Pero esto acontece en todos lados: el ausente mediático es un ausente real, un ausente político.
MFP: Pero lo que estamos viendo en los últimos días en Argentina está dando cuenta de que ya no hay tanta preocupación por lo mediático. Los cacerolazos se están produciendo en diez barrios diferentes y no todos pueden pretender que llegue la televisión, la prensa a registrarlos. Aparte, está el hecho de que aunque la protesta sea masiva, de miles de personas, hay una intencionalidad de los grandes pulpos empresariales que manejan los medios de información de no difundir todo lo que está pasando, de minimizar la importancia histórica de esta protesta.

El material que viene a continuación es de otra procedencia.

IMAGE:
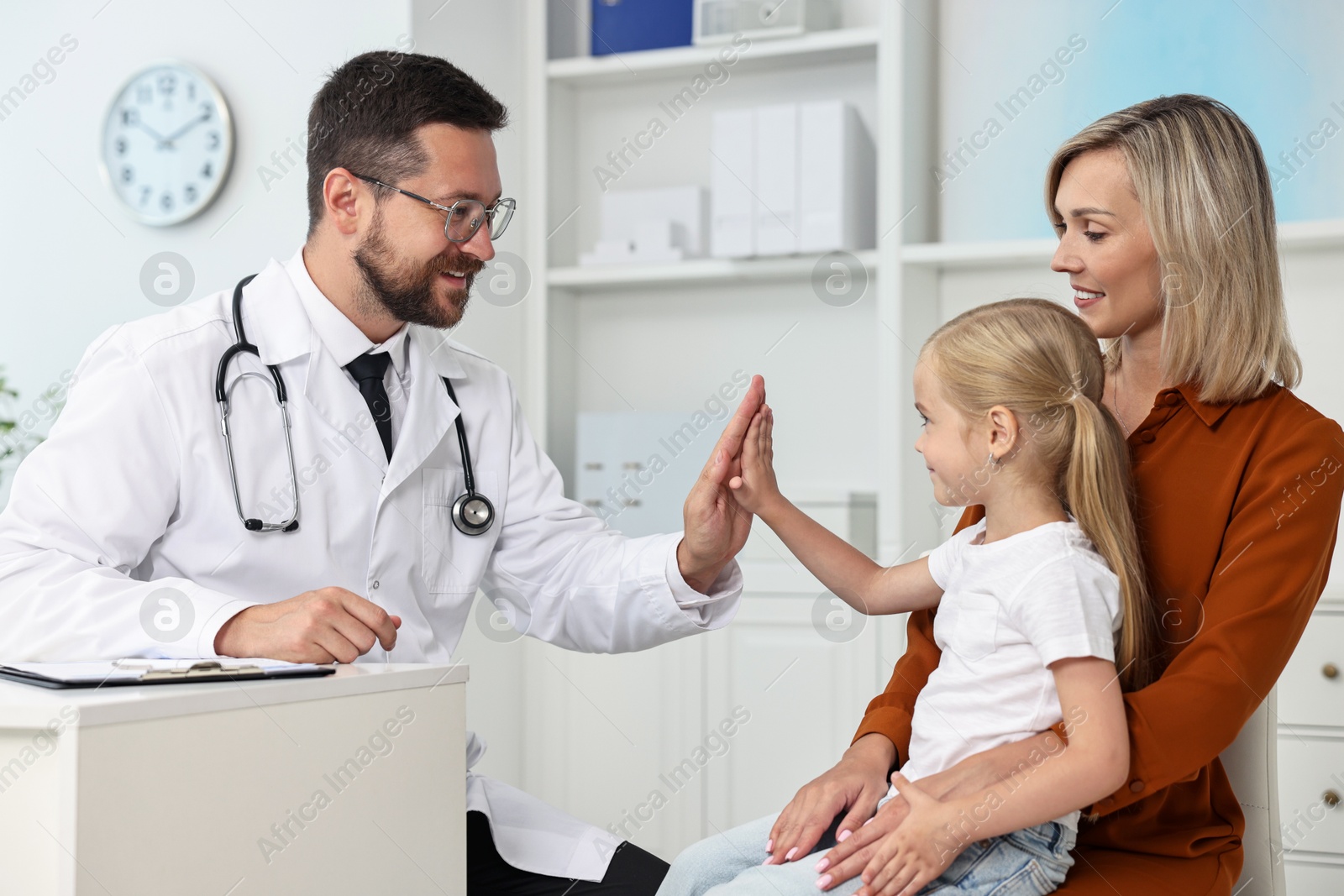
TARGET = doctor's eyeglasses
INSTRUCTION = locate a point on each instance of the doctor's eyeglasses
(465, 215)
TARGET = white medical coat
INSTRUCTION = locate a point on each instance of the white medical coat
(131, 493)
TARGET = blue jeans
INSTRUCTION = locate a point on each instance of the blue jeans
(1025, 862)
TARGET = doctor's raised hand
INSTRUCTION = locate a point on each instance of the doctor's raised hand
(717, 526)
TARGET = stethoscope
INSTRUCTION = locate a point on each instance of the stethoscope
(472, 512)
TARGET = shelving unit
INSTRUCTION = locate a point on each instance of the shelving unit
(839, 379)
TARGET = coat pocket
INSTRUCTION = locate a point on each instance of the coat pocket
(978, 626)
(452, 562)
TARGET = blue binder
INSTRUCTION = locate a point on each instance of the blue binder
(624, 26)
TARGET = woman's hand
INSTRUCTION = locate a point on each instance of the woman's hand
(918, 851)
(756, 490)
(857, 783)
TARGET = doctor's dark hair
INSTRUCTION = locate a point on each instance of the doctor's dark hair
(366, 116)
(1042, 362)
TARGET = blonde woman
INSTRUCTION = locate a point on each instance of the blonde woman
(1030, 602)
(1167, 234)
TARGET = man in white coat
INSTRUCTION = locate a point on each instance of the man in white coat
(125, 532)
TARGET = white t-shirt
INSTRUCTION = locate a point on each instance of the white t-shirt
(1008, 610)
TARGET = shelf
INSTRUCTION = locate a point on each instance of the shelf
(696, 271)
(1310, 234)
(985, 254)
(842, 45)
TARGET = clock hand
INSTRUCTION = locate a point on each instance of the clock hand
(151, 132)
(185, 128)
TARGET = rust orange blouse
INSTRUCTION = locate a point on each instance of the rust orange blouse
(1238, 510)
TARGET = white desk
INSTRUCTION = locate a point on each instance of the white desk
(349, 783)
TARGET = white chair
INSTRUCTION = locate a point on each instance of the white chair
(1252, 765)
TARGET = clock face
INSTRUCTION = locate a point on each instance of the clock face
(167, 144)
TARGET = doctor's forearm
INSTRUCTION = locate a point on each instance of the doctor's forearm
(699, 577)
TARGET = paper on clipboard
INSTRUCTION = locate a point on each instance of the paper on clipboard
(134, 671)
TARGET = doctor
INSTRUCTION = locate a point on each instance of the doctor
(132, 501)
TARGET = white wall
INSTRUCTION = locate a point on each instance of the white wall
(71, 258)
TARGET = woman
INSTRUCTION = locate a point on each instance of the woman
(1167, 230)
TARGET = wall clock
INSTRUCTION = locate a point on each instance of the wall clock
(167, 143)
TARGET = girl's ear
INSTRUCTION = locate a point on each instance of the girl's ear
(1005, 432)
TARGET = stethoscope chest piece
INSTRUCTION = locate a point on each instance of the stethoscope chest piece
(472, 513)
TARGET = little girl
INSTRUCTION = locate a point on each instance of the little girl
(1038, 605)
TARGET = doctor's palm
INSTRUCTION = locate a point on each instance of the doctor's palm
(316, 626)
(717, 526)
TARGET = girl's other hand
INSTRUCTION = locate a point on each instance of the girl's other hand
(756, 490)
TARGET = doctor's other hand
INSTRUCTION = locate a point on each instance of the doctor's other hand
(756, 486)
(318, 626)
(716, 526)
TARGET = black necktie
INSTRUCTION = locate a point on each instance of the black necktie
(369, 371)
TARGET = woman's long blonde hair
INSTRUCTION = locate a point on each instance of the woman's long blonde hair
(1042, 362)
(1209, 202)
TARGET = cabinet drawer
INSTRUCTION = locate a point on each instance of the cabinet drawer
(1314, 879)
(1308, 694)
(1310, 775)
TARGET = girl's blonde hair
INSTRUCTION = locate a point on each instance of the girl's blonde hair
(1202, 183)
(1042, 362)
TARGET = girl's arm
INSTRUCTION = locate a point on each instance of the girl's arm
(1039, 790)
(843, 569)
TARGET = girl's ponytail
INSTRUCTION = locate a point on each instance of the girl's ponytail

Hay actualmente un intenso trabajo social: por ejemplo, que en una asamblea barrial se esté planteando ir a hacerle un escrache a un banquero o a un político; la realidad es que esto mismo se puede estar planteando en diez lugares diferentes, con políticos diferentes, y que no va a tener en todos repercusión en la prensa aunque sí la tendrá en un sentido político y social, y creo que ello tiene gran importancia. De todos modos, es un momento de mucha incertidumbre, aunque se respira mejor y eso le permite a la sociedad darse el tiempo y el lugar para buscar esperanzas.
Me parece que coincidimos en el papel de la memoria y la historia en la capacidad movilizadora de una sociedad. Por eso creo que seguramente deberá producirse esta reelaboración de la memoria histórica, porque si no el movimiento no tiene perspectivas.
MFP: Sin duda, no se puede saber si esta reelaboración y renovación tiene la profundidad necesaria como para revertir todos los procesos, pero lo que se puede advertir es que se está transitando un camino que apunta en ese sentido.
Notas:
[1] |
Ver León Rozitchner, "Los campos floridos de la Argentina", pp. 221-22 de esta publicación. |
[2] |
José Alfredo Martínez de Hoz, perteneciente a una familia de terratenientes, fue ministro de Economía durante la dictadura militar. |
[3] |
Es una forma de lapidación simbólica en que los manifestantes expresan públicamente su repudio a un personaje poderoso de la política o del ámbito económico o que actuó durante la época de la dictadura.